Lifestyle changes involve determining, on an individual basis, which habits and activities worsen or improve your symptoms of RLS. A healthy balanced diet is important in reducing the severity of your RLS. The best solution is to avoid all caffeine-containing products, including chocolate and caffeinated beverages such as coffee, tea, and soft drinks. The consumption of alcohol increases the span or intensity of symptoms for most individuals; again, refraining from the use of alcohol is your best solution.
Because fatigue and drowsiness tend to worsen the symptoms of RLS, implementing a program of good sleep hygiene should be a first step toward resolving your symptoms. You may find that you achieve your best sleep later in the 24-hour cycle – for example, sleeping from 2am until 10am may work best for you. Some people find that performing isometric exercises for a few minutes before bed is helpful.

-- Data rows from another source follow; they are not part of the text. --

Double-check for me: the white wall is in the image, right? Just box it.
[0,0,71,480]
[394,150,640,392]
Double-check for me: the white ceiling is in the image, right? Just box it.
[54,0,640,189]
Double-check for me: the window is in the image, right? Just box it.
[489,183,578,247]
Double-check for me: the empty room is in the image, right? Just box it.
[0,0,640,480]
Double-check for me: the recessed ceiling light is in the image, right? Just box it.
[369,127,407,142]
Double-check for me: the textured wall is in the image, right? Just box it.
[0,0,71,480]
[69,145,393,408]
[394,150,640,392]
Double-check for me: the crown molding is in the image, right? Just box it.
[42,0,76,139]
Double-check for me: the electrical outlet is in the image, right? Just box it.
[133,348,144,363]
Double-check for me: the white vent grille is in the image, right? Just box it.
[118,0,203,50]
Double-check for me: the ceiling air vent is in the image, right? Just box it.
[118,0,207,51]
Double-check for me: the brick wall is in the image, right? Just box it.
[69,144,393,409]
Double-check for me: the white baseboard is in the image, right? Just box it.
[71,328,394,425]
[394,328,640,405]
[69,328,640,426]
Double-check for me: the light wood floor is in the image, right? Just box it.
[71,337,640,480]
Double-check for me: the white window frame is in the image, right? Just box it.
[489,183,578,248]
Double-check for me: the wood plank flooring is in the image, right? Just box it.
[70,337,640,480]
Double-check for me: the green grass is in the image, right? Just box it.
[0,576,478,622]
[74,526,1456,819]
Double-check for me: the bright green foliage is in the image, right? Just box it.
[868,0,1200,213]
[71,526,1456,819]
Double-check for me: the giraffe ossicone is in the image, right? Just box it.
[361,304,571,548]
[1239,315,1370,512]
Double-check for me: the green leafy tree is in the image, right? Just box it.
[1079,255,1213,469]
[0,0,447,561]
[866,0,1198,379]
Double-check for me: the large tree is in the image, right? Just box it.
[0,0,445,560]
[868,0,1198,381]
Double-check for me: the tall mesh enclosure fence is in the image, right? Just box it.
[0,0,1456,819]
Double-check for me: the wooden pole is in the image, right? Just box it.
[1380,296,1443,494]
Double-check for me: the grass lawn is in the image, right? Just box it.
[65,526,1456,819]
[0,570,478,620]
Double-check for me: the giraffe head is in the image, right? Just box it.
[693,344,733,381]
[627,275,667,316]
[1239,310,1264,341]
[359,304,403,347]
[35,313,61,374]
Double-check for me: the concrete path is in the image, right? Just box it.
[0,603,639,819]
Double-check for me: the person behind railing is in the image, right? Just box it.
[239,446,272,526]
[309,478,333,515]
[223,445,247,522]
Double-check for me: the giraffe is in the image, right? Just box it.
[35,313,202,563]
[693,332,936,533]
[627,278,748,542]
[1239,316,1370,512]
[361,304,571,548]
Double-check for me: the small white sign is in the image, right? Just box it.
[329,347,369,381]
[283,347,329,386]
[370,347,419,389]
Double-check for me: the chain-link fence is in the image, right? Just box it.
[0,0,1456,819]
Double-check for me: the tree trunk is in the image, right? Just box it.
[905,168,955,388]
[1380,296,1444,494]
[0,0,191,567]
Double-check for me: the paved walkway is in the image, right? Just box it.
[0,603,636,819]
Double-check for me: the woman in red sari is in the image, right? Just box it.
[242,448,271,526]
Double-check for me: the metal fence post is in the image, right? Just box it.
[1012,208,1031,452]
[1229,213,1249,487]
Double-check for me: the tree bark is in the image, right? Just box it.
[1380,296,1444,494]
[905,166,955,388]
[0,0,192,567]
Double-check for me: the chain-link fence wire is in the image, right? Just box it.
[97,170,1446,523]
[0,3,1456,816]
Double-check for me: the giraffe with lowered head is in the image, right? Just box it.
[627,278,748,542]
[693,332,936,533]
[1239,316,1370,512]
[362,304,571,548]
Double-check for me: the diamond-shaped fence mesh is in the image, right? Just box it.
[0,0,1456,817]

Self-directed activities that counteract your symptoms of RLS appear to be effective, although temporary, solutions to managing the disorder. You may find that walking, stretching, taking a hot or cold bath, massaging your affected limb, applying hot or cold packs, using vibration, performing acupressure, and practicing relaxation techniques (such as biofeedback, meditation, or yoga) may help reduce or relieve your symptoms. You may also find that keeping your mind actively engaged through activities such as participating in a stimulating discussion or argument, performing intricate needlework, or playing video games helps during times that you must stay seated, such as when you are traveling.
Unfortunately, in most cases, the symptoms of RLS either initially do not resolve with treatment of underlying disorders and the implementation of lifestyle changes or, over time, progress so that relief is insufficient with these methods. In either case, the use of medications (pharmacologic therapy) may become necessary.
These medications fall into four main classes- dopaminergic agents, sedatives, pain relievers, and anticonvulsants. Each drug or class of drugs has its own benefits, limitations, and side-effect profile. Dopaminergic agonists are the only FDA-approved medications for RLS. The choice of medication is dependent upon the timing and severity of your symptoms.
The primary and first-line treatment for RLS is with dopaminergic agents: primarily dopamine-receptor agonists like Mirapex (pramipexole), and Requip (ropinirole), but also drugs like Sinemet (Carbidopa/ Levodopa) that add dopamine to the system. Although dopaminergic agents are used to treat Parkinson’s disease, RLS is not a form of Parkinson’s disease, and RLS is not a precursor to Parkinson's Disease. All of these drugs should be started at low doses and increased very slowly to decrease potential side effects.
Sedative agents are most effective for relieving the nighttime symptoms of RLS. They are used either at bedtime in addition to a dopaminergic agent or for individuals who have primarily nighttime symptoms. The most commonly used sedative is clonazepam (Klonopin).
Pain-relieving drugs are most often for people with severe relentless symptoms of RLS. Some examples of medications in this category include codeine, Darvon or Darvocet (propoxyphene), Dolophine (methadone), Percocet (Oxycodone), Ultram (Tramadol), and Vocodin (Hydrocodone).
These drugs are particularly effective for some, but not all, patients with marked daytime symptoms, particularly people who have pain syndromes associated with their RLS. Gabapentin (Neurontin) is the anticonvulsant that has been shown the most promise in treating the symptoms of RLS.
Because no single treatment for RLS is entirely effective for everyone, continued research of it is of vital importance. Until we find the cause of RLS and a cure, working closely with your healthcare provider, interacting with a local support group, and exploring nondrug treatments as well as pharmacologic therapy will help you find the answer to a happy productive life in spite of having RLS.